185 points thunderbong | 1 comments | | HN request time: 0s | source
Show context
kazinator ◴[] No.43647015[source]
Fun fact: you can stick a null byte into the shebang line to terminate it, as an alterantive to the newline.

It's possible to have a scripting language support extra command line arguments after the null byte, which is less disruptive to the syntax than recognizing arguments from a second line.

I.e.

  #!/path/to/interpreter --arg<NUL>--more --args<LF>
Or

  #!/usr/bin/env interpreter<NUL>--all --args<LF>
On some OS's, you only get one arg: everything after the space, to the end of the line, is one argument.

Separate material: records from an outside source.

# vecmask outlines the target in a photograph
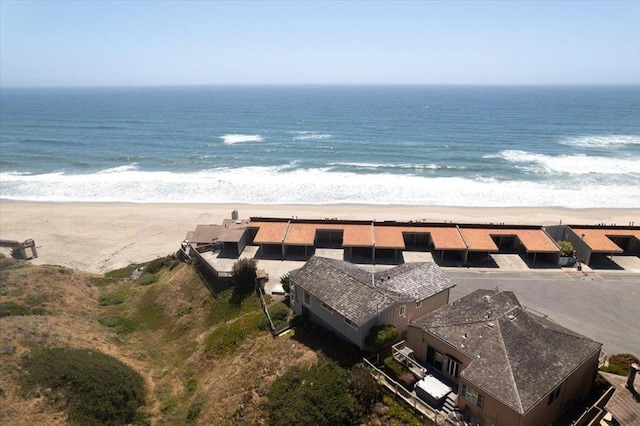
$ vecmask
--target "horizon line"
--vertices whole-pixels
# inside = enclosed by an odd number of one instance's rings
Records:
[[[131,84],[83,86],[0,85],[5,89],[170,89],[221,87],[629,87],[637,83],[212,83],[212,84]]]

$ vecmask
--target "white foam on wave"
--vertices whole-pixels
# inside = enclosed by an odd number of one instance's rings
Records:
[[[336,162],[329,163],[331,167],[353,167],[357,169],[417,169],[417,170],[438,170],[443,168],[437,164],[394,164],[394,163],[358,163],[358,162]]]
[[[640,159],[594,157],[585,154],[551,156],[520,150],[501,151],[484,158],[501,158],[532,173],[566,175],[640,174]]]
[[[560,141],[562,145],[577,148],[609,148],[623,147],[627,145],[640,145],[640,136],[636,135],[600,135],[579,136],[566,138]]]
[[[25,201],[121,201],[257,204],[407,204],[640,208],[637,180],[589,184],[576,178],[499,182],[495,179],[360,174],[328,169],[245,167],[191,173],[141,171],[68,175],[0,174],[0,198]]]
[[[222,139],[222,142],[226,143],[227,145],[233,145],[236,143],[243,143],[243,142],[263,142],[264,141],[264,138],[260,135],[241,135],[241,134],[224,135],[224,136],[220,136],[220,139]]]
[[[131,163],[124,166],[112,167],[110,169],[101,170],[98,172],[98,174],[108,175],[108,174],[128,172],[130,170],[137,170],[137,169],[138,169],[138,163]]]
[[[328,133],[314,132],[309,130],[291,131],[287,133],[296,135],[293,137],[294,141],[322,140],[332,137],[332,135]]]

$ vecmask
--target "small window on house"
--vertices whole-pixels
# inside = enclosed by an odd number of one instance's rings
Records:
[[[322,307],[325,310],[329,311],[330,313],[333,313],[333,308],[331,306],[327,305],[326,303],[322,302]]]
[[[401,317],[403,317],[403,316],[404,316],[404,311],[405,311],[405,309],[404,309],[404,308],[405,308],[405,306],[404,306],[404,305],[400,306],[400,316],[401,316]]]
[[[358,326],[351,320],[349,320],[349,318],[345,317],[344,318],[344,322],[346,322],[347,324],[349,324],[349,326],[351,326],[354,329],[358,329]]]
[[[436,348],[431,345],[427,345],[427,364],[434,366],[439,371],[442,371],[444,363],[444,355],[438,352]]]
[[[460,375],[460,362],[458,360],[447,357],[447,374],[451,377]]]
[[[304,291],[304,304],[311,306],[311,295],[306,290]]]
[[[419,308],[420,306],[422,306],[422,300],[416,302],[416,308]]]
[[[464,399],[472,403],[478,408],[482,408],[483,396],[475,389],[470,388],[466,383],[462,384],[462,392],[460,393]]]
[[[296,303],[296,286],[293,284],[289,287],[289,299],[291,299],[291,303]]]
[[[560,397],[560,386],[558,386],[553,392],[549,394],[549,402],[547,403],[547,405],[553,404],[556,401],[556,399],[558,399],[559,397]]]

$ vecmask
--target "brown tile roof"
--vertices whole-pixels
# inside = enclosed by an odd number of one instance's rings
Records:
[[[556,243],[542,229],[460,228],[470,251],[499,251],[492,236],[516,236],[527,252],[559,253]]]
[[[251,228],[259,228],[253,242],[256,244],[282,244],[289,222],[251,221]]]
[[[638,229],[588,229],[571,227],[585,243],[591,247],[591,251],[604,253],[622,253],[616,243],[609,239],[612,237],[633,237],[640,240],[640,230]]]
[[[420,228],[415,228],[420,229]],[[467,247],[462,241],[458,228],[427,228],[433,240],[436,250],[465,250]]]
[[[436,250],[465,250],[467,247],[455,226],[376,226],[375,241],[379,248],[406,248],[404,234],[429,234]]]
[[[373,229],[368,225],[344,225],[344,247],[373,247]]]
[[[614,419],[621,425],[637,425],[640,423],[640,400],[634,398],[627,389],[627,378],[613,373],[599,372],[611,386],[616,388],[611,399],[605,405],[605,409],[611,413]],[[638,389],[638,375],[634,381],[634,387]]]
[[[493,229],[460,228],[470,251],[498,252],[498,246],[491,239],[490,231]]]
[[[398,226],[376,226],[374,227],[376,247],[388,249],[404,249],[404,237],[402,230]]]
[[[312,246],[316,241],[316,231],[318,230],[343,230],[347,225],[324,224],[324,223],[295,223],[289,225],[287,238],[284,243],[287,245]]]
[[[218,239],[221,231],[222,225],[198,225],[189,241],[195,244],[211,244]]]

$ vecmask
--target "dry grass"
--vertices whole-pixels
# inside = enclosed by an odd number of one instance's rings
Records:
[[[145,379],[151,424],[264,424],[262,404],[273,380],[316,359],[306,345],[260,330],[231,353],[207,350],[206,336],[255,315],[259,304],[220,305],[230,303],[229,295],[212,296],[188,265],[162,269],[147,286],[135,280],[105,284],[91,274],[6,258],[0,272],[0,302],[29,301],[51,312],[0,319],[0,424],[67,423],[44,396],[19,392],[21,357],[34,347],[98,350],[133,367]],[[125,295],[122,303],[100,306],[100,298],[112,293]],[[105,326],[105,318],[114,316],[126,318],[133,330],[119,334]]]

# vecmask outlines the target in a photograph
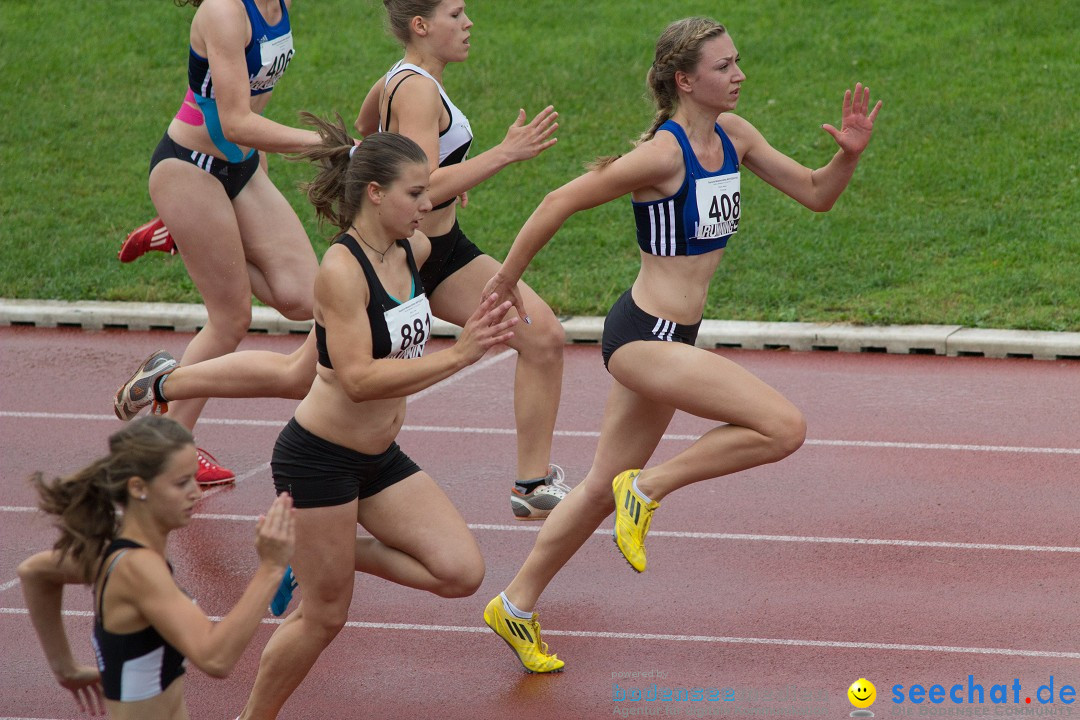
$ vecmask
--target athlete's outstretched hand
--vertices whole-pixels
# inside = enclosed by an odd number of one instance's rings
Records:
[[[510,302],[499,302],[494,293],[486,295],[465,323],[454,348],[462,354],[465,362],[472,364],[484,357],[493,345],[504,343],[514,337],[510,328],[518,323],[516,316],[507,317]]]
[[[851,155],[859,155],[870,143],[870,134],[874,130],[874,120],[878,110],[881,109],[881,101],[873,110],[870,108],[870,88],[863,87],[862,83],[855,83],[855,92],[844,91],[844,109],[840,120],[840,129],[832,125],[822,125],[821,128],[833,136],[840,149]]]
[[[551,134],[559,128],[559,123],[555,122],[558,117],[555,108],[548,105],[536,114],[532,122],[525,124],[525,110],[519,110],[517,120],[506,131],[499,149],[506,153],[512,163],[536,157],[557,142],[557,138],[551,137]]]
[[[484,292],[480,295],[481,298],[490,297],[495,295],[496,297],[507,300],[514,309],[517,310],[518,317],[525,321],[526,325],[531,325],[532,320],[529,319],[528,313],[525,312],[525,304],[521,301],[521,294],[518,293],[517,280],[511,282],[509,279],[502,276],[500,270],[495,274],[495,277],[487,281],[487,285],[484,286]]]
[[[56,676],[60,687],[70,690],[79,712],[89,715],[105,714],[105,696],[101,691],[101,674],[96,667],[76,665],[63,675]]]
[[[255,550],[261,562],[285,569],[296,547],[292,496],[281,493],[255,524]]]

When we stick a <NUL> there, that argument stops there; but our interpreter can read the whole line including the <NUL> up to the <LF> and then extract additional arguments between <NUL> and <LF>

https://www.nongnu.org/txr/txr-manpage.html#N-74C247FD

The interpreter could get the arguments in other ways, like from a second line after the hash bang line. But with the null hack, all the processing revolves around just the one hash bang line. You can retrofit this logic into an interpreter that already knows how to ignore the hash bang line, without doing any work beyond getting it to load the line properly with the embedded nul, and extract the arguments. You dont have to alter the syntax to specially recognize a hash bang continuation line.

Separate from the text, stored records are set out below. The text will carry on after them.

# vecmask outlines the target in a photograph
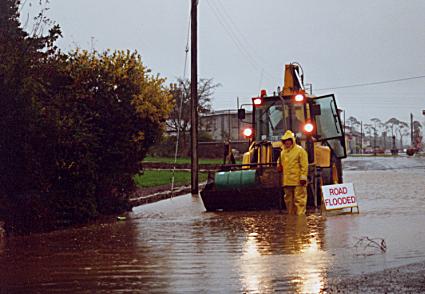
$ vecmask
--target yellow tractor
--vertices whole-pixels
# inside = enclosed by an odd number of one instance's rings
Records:
[[[308,207],[321,204],[322,185],[342,183],[341,159],[345,137],[333,94],[316,97],[306,92],[298,63],[285,66],[284,87],[252,98],[252,120],[243,130],[249,140],[242,164],[224,164],[210,172],[201,198],[207,211],[283,209],[281,179],[276,162],[286,130],[308,153]],[[246,119],[245,109],[238,117]],[[247,123],[247,121],[244,121]]]

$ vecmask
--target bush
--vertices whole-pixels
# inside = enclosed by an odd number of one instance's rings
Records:
[[[83,222],[128,208],[132,177],[172,107],[164,80],[150,76],[140,56],[128,51],[76,51],[51,60],[51,69],[45,78],[53,77],[54,95],[41,105],[57,126],[57,210]]]
[[[173,107],[137,52],[57,52],[0,2],[0,221],[50,230],[122,211]]]
[[[137,52],[38,56],[38,48],[20,60],[7,44],[0,219],[25,233],[128,208],[132,177],[172,107],[164,79]]]

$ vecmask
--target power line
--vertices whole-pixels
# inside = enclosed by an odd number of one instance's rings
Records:
[[[252,46],[252,43],[245,37],[245,35],[243,34],[243,32],[241,32],[241,30],[239,30],[238,26],[233,21],[232,17],[227,13],[226,8],[223,5],[223,3],[220,0],[216,0],[216,1],[217,1],[216,3],[218,4],[217,5],[218,9],[223,12],[223,14],[229,20],[229,23],[231,24],[231,27],[233,27],[234,30],[236,31],[236,33],[242,38],[242,41],[244,41],[244,43],[246,44],[246,46],[251,49],[251,52],[253,53],[254,57],[257,57],[257,59],[260,61],[261,64],[266,63],[264,61],[264,59],[261,57],[261,55],[257,54],[258,52],[256,52],[256,49],[254,48],[254,46]],[[264,71],[264,68],[263,68],[263,71]],[[266,71],[266,74],[269,75],[269,73],[267,71]]]
[[[423,75],[423,76],[407,77],[407,78],[400,78],[400,79],[395,79],[395,80],[387,80],[387,81],[361,83],[361,84],[352,84],[352,85],[338,86],[338,87],[321,88],[321,89],[316,89],[316,91],[345,89],[345,88],[355,88],[355,87],[366,87],[366,86],[381,85],[381,84],[390,84],[390,83],[397,83],[397,82],[402,82],[402,81],[416,80],[416,79],[423,79],[423,78],[425,78],[425,75]]]
[[[246,51],[246,49],[244,48],[244,46],[242,45],[242,43],[239,41],[239,39],[236,36],[236,34],[233,32],[233,30],[230,28],[230,26],[226,23],[226,20],[224,19],[224,17],[218,11],[218,8],[216,6],[214,6],[212,3],[210,3],[209,1],[206,1],[206,3],[211,8],[211,11],[214,13],[215,17],[217,18],[218,22],[221,24],[221,26],[223,27],[223,29],[230,36],[230,39],[233,41],[233,43],[235,44],[235,46],[237,47],[237,49],[243,55],[245,55],[247,57],[248,62],[251,64],[251,66],[255,70],[258,70],[259,69],[258,63],[251,56],[251,54],[249,54],[249,52]]]
[[[186,47],[185,47],[185,57],[184,57],[184,68],[183,68],[183,83],[186,80],[186,70],[187,70],[187,55],[189,53],[189,41],[190,41],[190,27],[191,27],[191,21],[192,21],[192,10],[190,10],[189,13],[189,21],[188,21],[188,28],[187,28],[187,37],[186,37]],[[180,87],[180,85],[179,85]],[[177,137],[176,137],[176,146],[174,149],[174,165],[173,165],[173,171],[171,176],[171,195],[173,195],[174,190],[174,182],[175,182],[175,172],[176,172],[176,164],[177,164],[177,156],[179,153],[179,139],[180,139],[180,124],[182,120],[182,110],[183,110],[183,97],[180,97],[180,105],[178,108],[178,122],[177,122]]]
[[[220,25],[223,27],[223,29],[226,31],[226,33],[229,35],[232,42],[235,44],[236,48],[247,58],[248,63],[255,69],[255,70],[263,70],[260,63],[257,62],[256,58],[250,53],[250,51],[247,49],[249,47],[248,42],[246,41],[246,38],[242,35],[240,30],[237,28],[236,24],[233,22],[231,17],[227,14],[227,12],[224,10],[224,6],[222,3],[218,2],[221,5],[221,8],[217,3],[214,3],[213,1],[206,1],[208,6],[211,8],[211,11],[217,18]],[[223,13],[221,12],[223,11]],[[241,41],[239,38],[239,35],[242,37],[242,39],[245,40],[245,43],[247,45],[244,45],[244,42]],[[265,72],[265,74],[273,80],[273,77],[268,74],[268,72]]]

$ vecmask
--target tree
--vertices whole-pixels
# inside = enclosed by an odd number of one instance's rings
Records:
[[[355,118],[354,116],[350,116],[347,119],[347,125],[353,130],[353,131],[358,131],[358,127],[360,126],[360,121]]]
[[[381,122],[379,118],[377,117],[371,118],[370,121],[373,123],[373,127],[376,129],[376,131],[382,132],[384,124]]]
[[[400,121],[395,117],[392,117],[385,122],[385,127],[386,127],[387,131],[391,131],[391,136],[396,135],[395,129],[398,127],[399,123],[400,123]]]
[[[211,112],[211,101],[214,90],[220,84],[214,83],[213,79],[201,79],[198,83],[198,113],[200,115]],[[181,143],[186,146],[190,131],[191,121],[191,93],[190,81],[178,79],[177,84],[171,85],[173,110],[167,120],[167,128],[173,133],[179,131]]]
[[[0,2],[0,186],[6,195],[33,189],[33,176],[41,172],[35,158],[44,158],[47,150],[38,148],[37,134],[47,126],[40,122],[36,101],[45,90],[39,73],[60,35],[54,26],[46,36],[29,36],[20,27],[19,4]]]
[[[137,52],[62,54],[0,2],[0,219],[44,231],[122,211],[172,108]]]
[[[368,137],[369,137],[368,139],[371,141],[372,140],[372,136],[376,132],[376,129],[371,124],[364,124],[363,127],[364,127],[364,130],[365,130],[365,134],[368,135]]]
[[[398,125],[398,134],[400,136],[400,147],[403,148],[403,137],[410,134],[409,124],[404,121],[400,121]]]
[[[40,72],[60,36],[59,26],[45,36],[30,36],[20,26],[19,5],[0,1],[0,218],[12,230],[45,212],[39,204],[46,200],[54,144],[46,136],[51,128],[41,118],[37,97],[46,91]]]
[[[393,117],[385,123],[385,126],[387,130],[391,131],[391,135],[393,137],[398,134],[400,138],[400,148],[403,148],[403,137],[410,133],[409,125],[406,122]]]
[[[151,76],[137,52],[77,50],[51,63],[53,75],[43,78],[52,88],[41,104],[57,126],[59,205],[78,222],[120,211],[171,110],[165,80]]]
[[[385,126],[384,124],[381,122],[381,120],[379,118],[371,118],[370,121],[373,123],[373,129],[374,129],[374,147],[377,147],[377,139],[378,137],[382,137],[383,132],[385,132]],[[385,144],[382,144],[382,141],[379,143],[379,146],[383,146]]]

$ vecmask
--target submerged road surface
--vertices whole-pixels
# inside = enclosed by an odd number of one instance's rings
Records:
[[[11,237],[0,245],[0,293],[319,293],[424,261],[425,159],[391,160],[346,162],[358,215],[207,213],[185,195],[126,221]],[[386,252],[362,237],[383,239]]]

replies(3): >>43647221 #>>43649695 #>>43649823 #
CalChris ◴[] No.43647221[source]
Less fun fact: you can't substitute a <cr><nl> for <nl>.

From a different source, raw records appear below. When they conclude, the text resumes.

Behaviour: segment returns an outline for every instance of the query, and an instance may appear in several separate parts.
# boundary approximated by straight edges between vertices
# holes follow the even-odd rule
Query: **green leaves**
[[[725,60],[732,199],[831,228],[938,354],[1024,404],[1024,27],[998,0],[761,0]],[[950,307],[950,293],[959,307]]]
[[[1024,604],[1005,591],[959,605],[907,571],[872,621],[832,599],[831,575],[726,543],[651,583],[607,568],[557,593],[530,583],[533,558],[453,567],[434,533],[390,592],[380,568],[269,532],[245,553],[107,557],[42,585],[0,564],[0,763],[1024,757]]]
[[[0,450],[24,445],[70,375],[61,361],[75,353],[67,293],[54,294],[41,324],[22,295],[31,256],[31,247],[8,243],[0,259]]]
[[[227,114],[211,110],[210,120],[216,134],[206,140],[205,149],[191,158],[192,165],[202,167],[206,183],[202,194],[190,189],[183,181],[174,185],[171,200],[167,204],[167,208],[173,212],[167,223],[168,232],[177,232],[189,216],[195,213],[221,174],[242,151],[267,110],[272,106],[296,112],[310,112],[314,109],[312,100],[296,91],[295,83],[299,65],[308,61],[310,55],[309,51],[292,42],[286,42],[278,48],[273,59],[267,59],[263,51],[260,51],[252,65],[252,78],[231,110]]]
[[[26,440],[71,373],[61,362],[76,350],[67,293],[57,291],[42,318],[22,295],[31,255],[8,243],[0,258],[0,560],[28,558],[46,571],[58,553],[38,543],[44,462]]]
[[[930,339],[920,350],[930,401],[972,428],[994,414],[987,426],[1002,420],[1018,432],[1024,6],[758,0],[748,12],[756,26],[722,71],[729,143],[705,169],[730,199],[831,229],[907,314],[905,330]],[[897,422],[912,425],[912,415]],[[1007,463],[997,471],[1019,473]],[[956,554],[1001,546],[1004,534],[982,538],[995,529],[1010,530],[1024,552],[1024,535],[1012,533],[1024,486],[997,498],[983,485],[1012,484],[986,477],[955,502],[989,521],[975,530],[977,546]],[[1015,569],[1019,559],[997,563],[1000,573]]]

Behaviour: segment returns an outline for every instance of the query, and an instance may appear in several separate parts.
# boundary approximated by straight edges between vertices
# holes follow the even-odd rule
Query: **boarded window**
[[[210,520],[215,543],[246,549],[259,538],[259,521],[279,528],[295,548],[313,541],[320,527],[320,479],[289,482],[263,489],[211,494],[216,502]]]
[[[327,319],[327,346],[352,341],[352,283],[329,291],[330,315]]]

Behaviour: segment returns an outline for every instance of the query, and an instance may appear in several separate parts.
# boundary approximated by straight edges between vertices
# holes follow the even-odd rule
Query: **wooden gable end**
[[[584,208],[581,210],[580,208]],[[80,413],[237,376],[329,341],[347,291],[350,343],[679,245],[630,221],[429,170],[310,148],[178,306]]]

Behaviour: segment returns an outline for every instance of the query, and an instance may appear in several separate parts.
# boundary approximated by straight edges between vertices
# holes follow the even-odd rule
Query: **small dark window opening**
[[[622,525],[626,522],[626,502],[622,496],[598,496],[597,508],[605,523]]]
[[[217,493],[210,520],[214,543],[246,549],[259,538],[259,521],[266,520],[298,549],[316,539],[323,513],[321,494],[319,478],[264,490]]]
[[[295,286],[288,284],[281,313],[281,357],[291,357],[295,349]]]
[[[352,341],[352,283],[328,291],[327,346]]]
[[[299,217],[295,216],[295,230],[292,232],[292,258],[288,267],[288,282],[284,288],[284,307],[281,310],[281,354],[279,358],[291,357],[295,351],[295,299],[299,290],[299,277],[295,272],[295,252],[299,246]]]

I had a Perl script (way) back in the day that came from a Windows system and it wouldn't work on Linux. After I figured out <cr><nl> was causing the problem, I figured it out what bin_script (might have been in bin_misc) was doing wrong. bin_script sees "/bin/perl<cr>" and then fails to find that interpreter.

So I proposed a one line change which fixed the glitch and posted it to LKML … and promptly got yelled at by Allan Cox for breaking compatibility. I dunno if the null byte breaks the same compatibility. Chapter and verse weren't cited.

replies(1): >>43647775 #
1. kazinator ◴[] No.43647775[source]
Null de facto works, and it's almost certainly due to a consequence of the kernel treating the result of extracting the argument as a C string. For instance, it might actually be scanning past the NUL and earnestly finding the newline. Even if that entire datum is copied into the argument vector and passed to the interpreter. the interpreter will only see the argument up to the null terminator, due to it being a C string.

About the only way it could break would be if the kernel used a string function to look for the newline, like a range-limited form of strchr, and then aborted the hash bang dispatch with an error upon not finding the newline, rather than accepting that the argument is delimited by a null.

I tested it on various platforms like MacOS, Solaris, some BSDs, Cygwin, Linux. Far from exhaustive but a good coverage of the modern desktop and server landscape.

The null byte would have fixed your Perl script without having to convert the line endings; the argument would have been delimited, in spite of the line ending in <CR><LF>.